Do fundo do bar, alguém gritou “Olha o Afonsinho, aí!” Edinho benzeu-se, Guilherme Careca também! Afonsinho realmente chegou, mas e o time? Ele foi logo se explicando. Muita gente viajando, outros tantos machucados, alguns com medo de chuva, dezenas trabalhando, centenas incomunicáveis, grande parte vetado pela mulher, mas deu para o gasto. Os adversários vibraram com a presença do ídolo e foram ao delírio com a chegada da arma secreta e outro gênio botafoguense, Nei Conceição, o Nei Chiclete, apelido por grudar a bola no pé. Cara de sono, explicou que fora convocado em cima da hora e só conseguiu uma chuteira emprestada, algumas horas antes, de madrugada, num samba na quadra da União da Ilha. Mais Nei Conceição, impossível! O escrete de Afonsinho também contou, entre outros, com o talento do inquestionável Betinho Cantor, Macaco, ídolo de Americano, Rio Branco e São Bento, Otávio, zagueiro estiloso, e, sim…. Guilherme Careca Meireles. Faltou um e sobrou para ele!
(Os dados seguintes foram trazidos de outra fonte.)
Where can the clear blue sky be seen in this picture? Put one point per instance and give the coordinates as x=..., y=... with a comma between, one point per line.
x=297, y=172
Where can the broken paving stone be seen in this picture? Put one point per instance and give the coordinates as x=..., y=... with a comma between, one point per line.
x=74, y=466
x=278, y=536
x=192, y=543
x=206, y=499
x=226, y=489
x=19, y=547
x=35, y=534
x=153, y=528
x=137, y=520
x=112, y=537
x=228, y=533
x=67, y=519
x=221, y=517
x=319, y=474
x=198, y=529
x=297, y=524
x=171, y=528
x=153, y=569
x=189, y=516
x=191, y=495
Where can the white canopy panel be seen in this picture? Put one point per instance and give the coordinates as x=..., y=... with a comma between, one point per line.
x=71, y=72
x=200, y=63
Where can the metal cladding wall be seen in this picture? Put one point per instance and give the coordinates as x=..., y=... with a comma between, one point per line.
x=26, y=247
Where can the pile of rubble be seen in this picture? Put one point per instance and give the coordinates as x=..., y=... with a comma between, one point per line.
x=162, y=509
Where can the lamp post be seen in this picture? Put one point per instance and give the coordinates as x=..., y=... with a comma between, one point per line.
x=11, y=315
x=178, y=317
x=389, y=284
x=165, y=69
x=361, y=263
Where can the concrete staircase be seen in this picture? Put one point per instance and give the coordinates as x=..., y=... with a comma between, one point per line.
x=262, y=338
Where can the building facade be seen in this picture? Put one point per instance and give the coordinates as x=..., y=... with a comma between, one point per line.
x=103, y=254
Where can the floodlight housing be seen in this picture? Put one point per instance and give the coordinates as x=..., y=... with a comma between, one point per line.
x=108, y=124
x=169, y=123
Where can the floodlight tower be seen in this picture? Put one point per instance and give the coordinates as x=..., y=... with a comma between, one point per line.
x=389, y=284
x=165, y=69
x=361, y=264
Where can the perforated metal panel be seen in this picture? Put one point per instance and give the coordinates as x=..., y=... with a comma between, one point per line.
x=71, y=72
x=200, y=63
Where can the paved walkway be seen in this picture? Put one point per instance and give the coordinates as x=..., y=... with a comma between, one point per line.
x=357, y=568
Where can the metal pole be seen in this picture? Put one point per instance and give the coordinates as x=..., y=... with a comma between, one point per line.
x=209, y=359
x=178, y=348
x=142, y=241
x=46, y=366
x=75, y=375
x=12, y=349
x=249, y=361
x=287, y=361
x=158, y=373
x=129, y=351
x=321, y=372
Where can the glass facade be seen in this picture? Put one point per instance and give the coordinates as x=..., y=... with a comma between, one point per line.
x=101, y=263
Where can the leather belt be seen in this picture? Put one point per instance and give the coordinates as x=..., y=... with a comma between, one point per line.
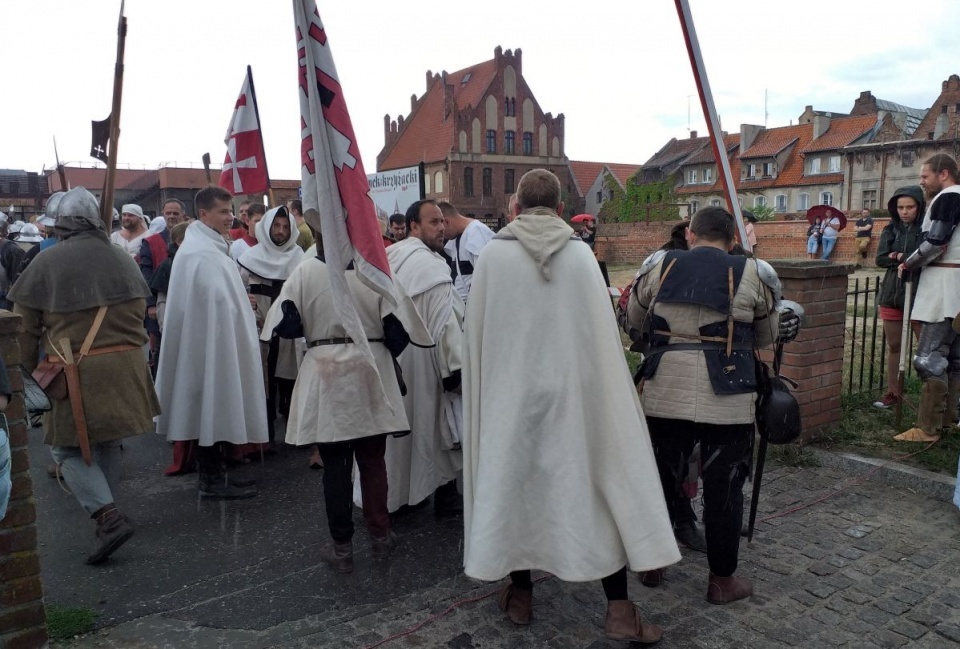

Guilherme Careca posa ao lado da imagem de Garrincha.

— Nei Conceição, Afonsinho e eu formaremos um trio insuperável — profetizou, orgulhoso. Em campo, um desastre! O Esporte Clube Pau Grande, bem treinado por Paulinho Fluminense, ganhou tranquilamente por 4×1. Nei saiu rouco de tanto reclamar. Afonsinho fazia a bola rolar fácil, mas, sempre que procurava alguém para tabelar, não aparecia uma alma. Numa das vezes, olhou para a ponta-direita, imaginou Garrincha e lançou com a maestria habitual, mas era Guilherme Careca Meireles. A bola chegou macia e Afonsinho ainda tentou incentivá-lo: “Parte para cima deles!”. Mas eram quilômetros de campo, mal dava para ver o gol adversário, e o lateral lhe roubou a bola facilmente. Nei, desgostoso, balançou a cabeça, Afonsinho, arrasado, colocou a mão na cintura e Guilherme, realizado, sentiu-se o Anjo das Pernas Tortas num dia ruim.